While the U.S. House of Representatives was busy impeaching President Trump for the second time, the President was busy. Lost in news of the tumult of violence in the Capitol was the White House announcement of the signing of legislation breaking a pillar of insurance law – the McCarran-Ferguson Act of 1945. Health insurers, including dental plans, are no longer exempt from federal antitrust laws except for limited purposes related to pricing and drafting insurance policies.
Nothing contained in this Act shall modify, impair, or supersede the operation of any of the antitrust laws with respect to the business of health insurance (including the business of dental insurance and limited-scope dental benefits).
The Act known as the Competitive Health Insurance Reform Act of 2020, exempts from the legislation life insurance and annuities and property/casualty insurance. The Act also permits health insurers to continue:
“(A) to collect, compile, or disseminate historical loss data;
(B) to determine a loss development factor applicable to historical loss data;
(C) to perform actuarial services if such contract, combination, or conspiracy does not involve a restraint of trade; or
(D) to develop or disseminate a standard insurance policy form (including a standard addendum to an insurance policy form and standard terminology in an insurance policy form) if such contract, combination, or conspiracy is not to adhere to such standard form or require adherence to such standard form.”
Finally, the amendment removes the antitrust exemption for both profit and non-profit health insurers.
While you may be on the verge of fainting, you should remember that the exemption has been limited to the “business of insurance” as that phrase has been interpreted by the U.S. Supreme Court over the years. Essentially, the “business of insurance” relates to activities:
- that have the effect of transferring or spreading a policyholder’s risk,
- that are “an integral part of the policy relationship between the insurer and the insured” and
- that are “limited to entities within the insurance industry.” Union Labor Life Ins. Co. v. Pireno, 458 U.S. 119, 129 (1982).

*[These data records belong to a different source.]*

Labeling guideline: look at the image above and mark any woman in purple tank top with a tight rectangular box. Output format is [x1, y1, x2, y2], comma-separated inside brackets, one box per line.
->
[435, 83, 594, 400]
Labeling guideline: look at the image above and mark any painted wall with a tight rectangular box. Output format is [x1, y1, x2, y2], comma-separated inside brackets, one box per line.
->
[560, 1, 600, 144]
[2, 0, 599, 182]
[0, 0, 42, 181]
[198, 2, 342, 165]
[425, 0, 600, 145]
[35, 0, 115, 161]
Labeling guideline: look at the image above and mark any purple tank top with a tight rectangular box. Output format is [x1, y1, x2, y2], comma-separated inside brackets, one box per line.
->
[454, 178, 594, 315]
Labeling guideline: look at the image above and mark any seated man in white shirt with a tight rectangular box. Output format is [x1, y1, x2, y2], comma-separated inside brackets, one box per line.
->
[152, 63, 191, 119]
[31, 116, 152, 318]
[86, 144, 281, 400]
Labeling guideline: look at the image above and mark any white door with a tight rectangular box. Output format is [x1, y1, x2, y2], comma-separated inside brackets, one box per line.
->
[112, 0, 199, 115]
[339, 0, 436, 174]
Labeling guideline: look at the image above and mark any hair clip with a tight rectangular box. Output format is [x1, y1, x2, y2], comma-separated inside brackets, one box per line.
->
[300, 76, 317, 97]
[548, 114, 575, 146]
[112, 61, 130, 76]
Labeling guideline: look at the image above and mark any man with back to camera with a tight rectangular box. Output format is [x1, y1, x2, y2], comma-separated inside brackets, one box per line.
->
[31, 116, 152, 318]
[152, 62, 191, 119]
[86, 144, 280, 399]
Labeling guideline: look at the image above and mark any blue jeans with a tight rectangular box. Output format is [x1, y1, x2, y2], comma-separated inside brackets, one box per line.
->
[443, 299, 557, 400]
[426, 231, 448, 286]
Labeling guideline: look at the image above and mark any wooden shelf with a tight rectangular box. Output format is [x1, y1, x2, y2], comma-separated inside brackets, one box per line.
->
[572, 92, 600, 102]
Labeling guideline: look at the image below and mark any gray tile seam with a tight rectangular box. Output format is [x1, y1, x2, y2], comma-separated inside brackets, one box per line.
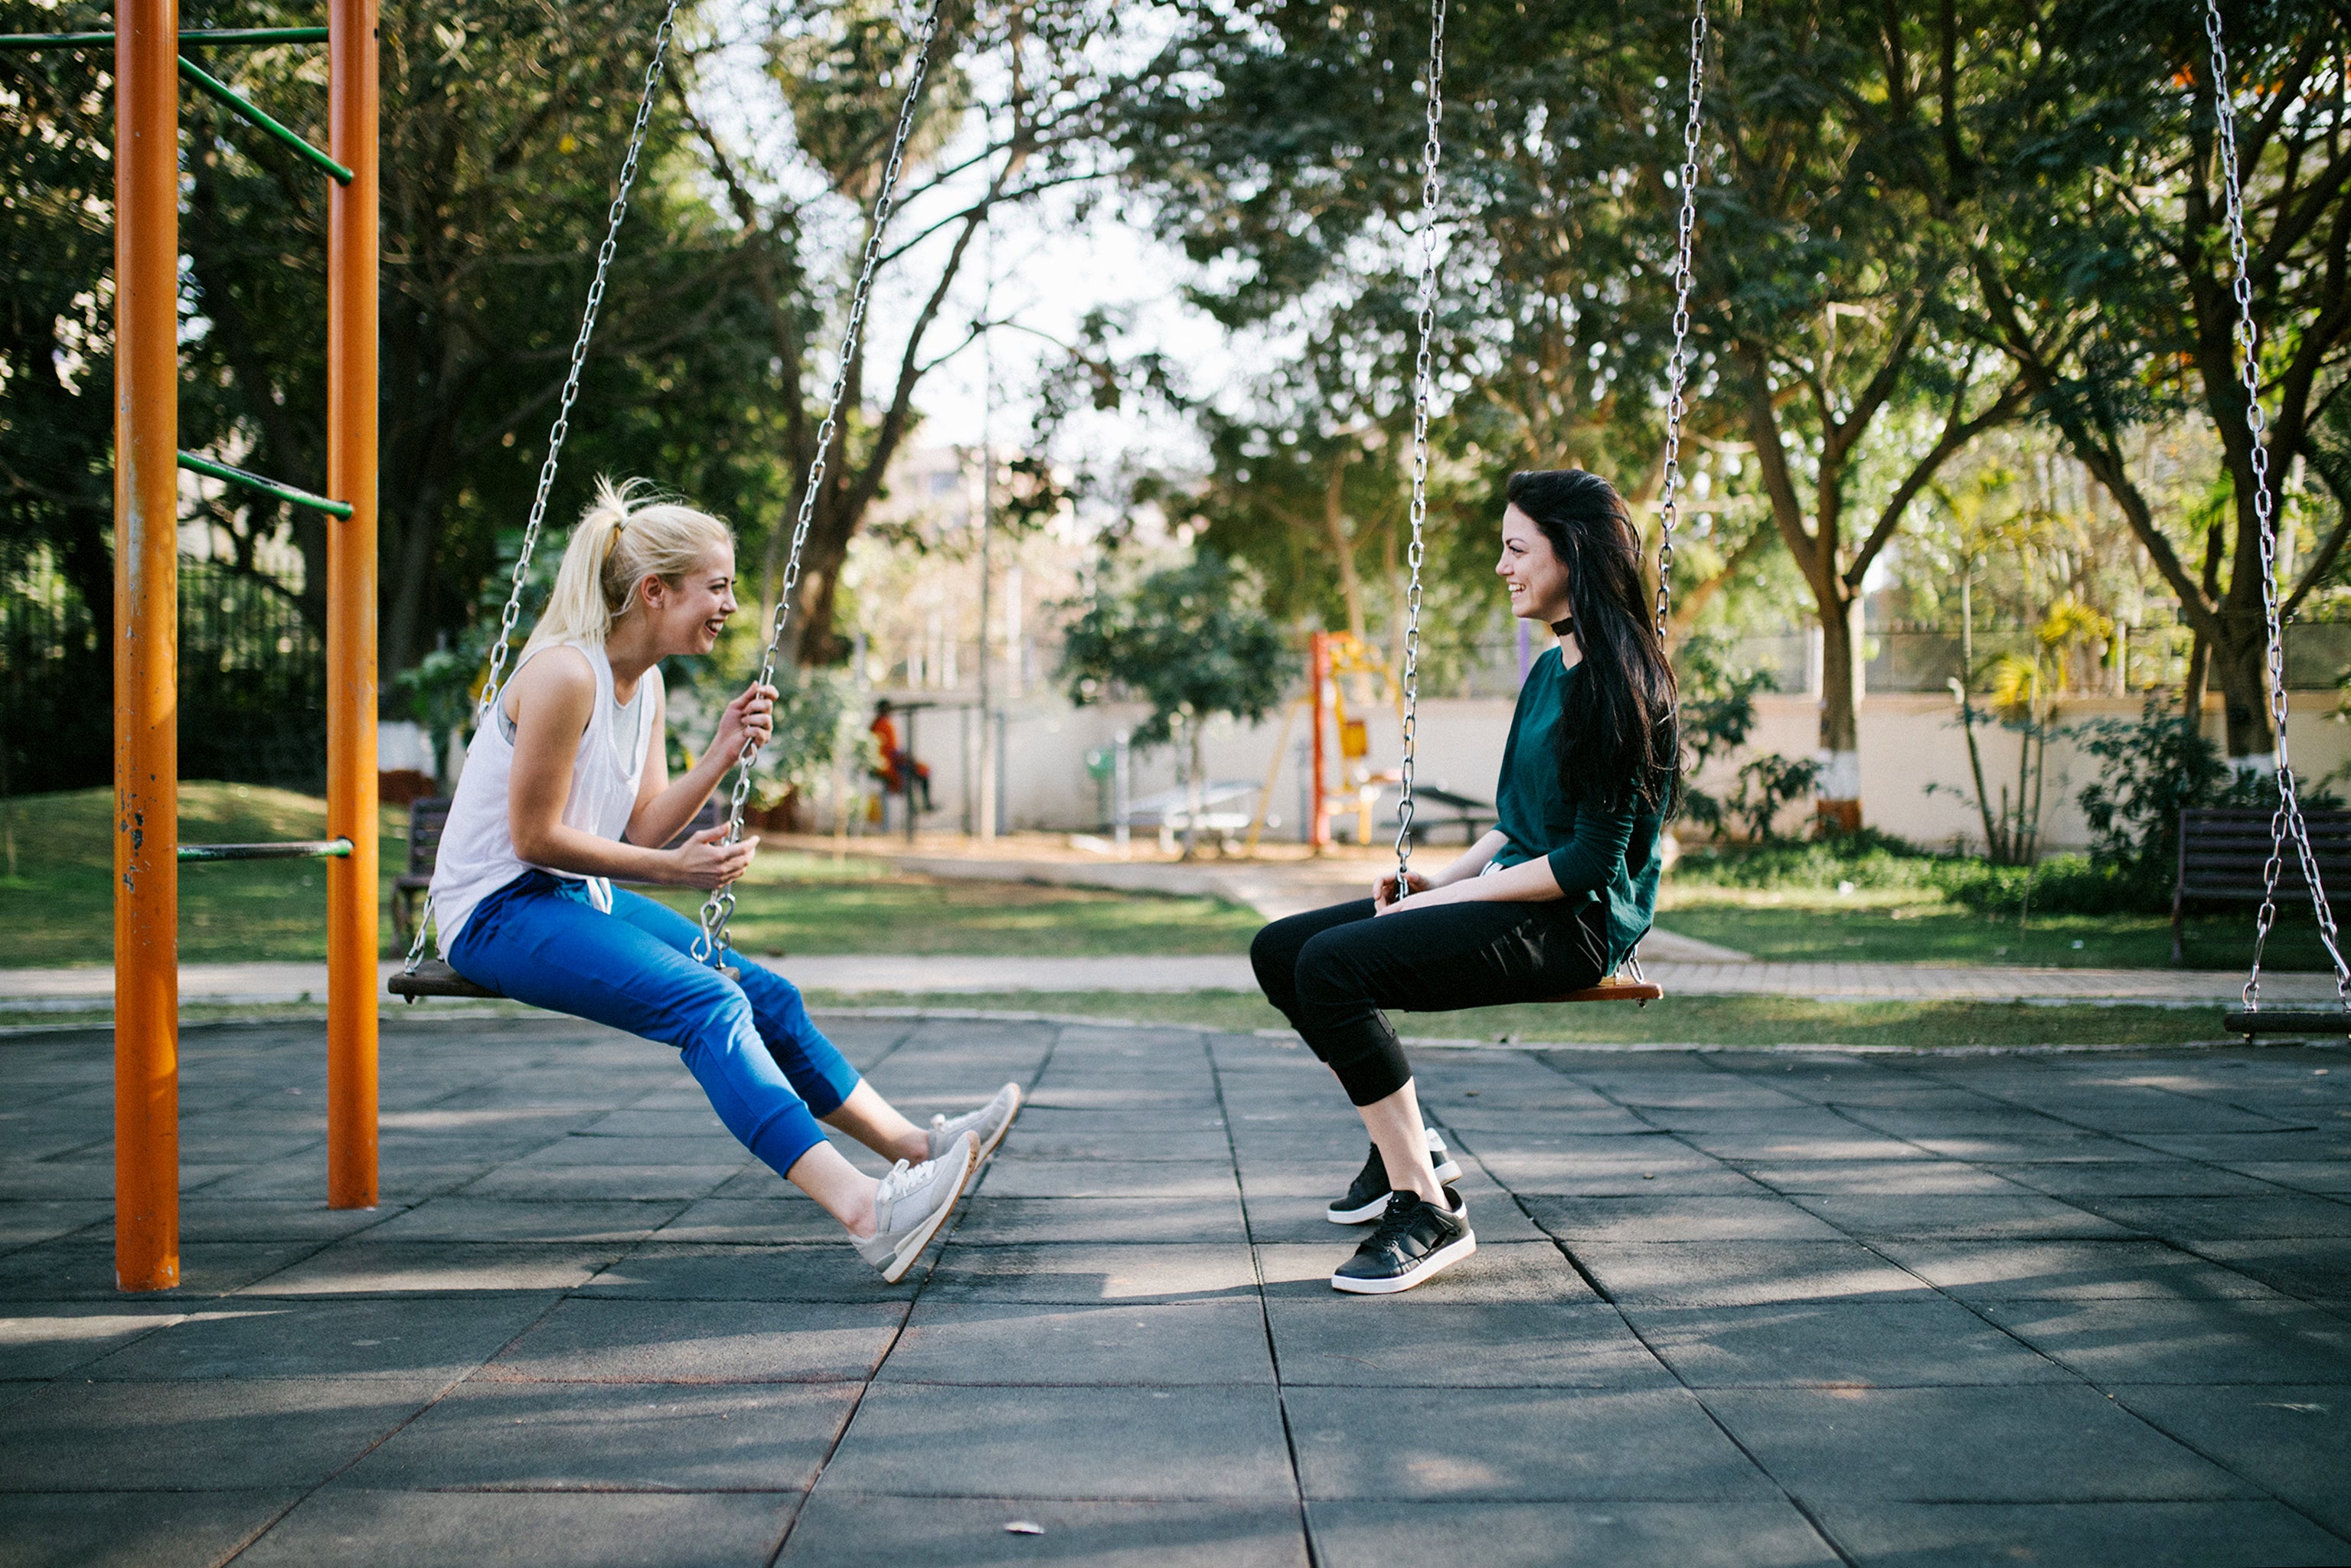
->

The amendment raises interesting (or if you wish, scary) questions about health plan practices in markets where the plan dominates such as in contracting with providers and insurance producers. Moreover, questions arise with respect to collaboration among plans for practices not authorized in the amended federal law. I’ll have to dust off the computer screen and review old cases to see which case outcomes might be different under the new law.
In the meantime, the change in federal law may cause a resurrection of the Washington State law that capitalizes on the “state action doctrine” which immunizes anti-competitive behavior that a state specifically authorizes to promote health care reforms. See the article I wrote about this a long, long time ago – Health Care Reform Leftovers – Washington’s Anti-trust Law.
With a Congress and President of the same political party, I expect the FTC and DOJ to help us quickly understand he limits of permitted health insurance practices. Who wants popcorn?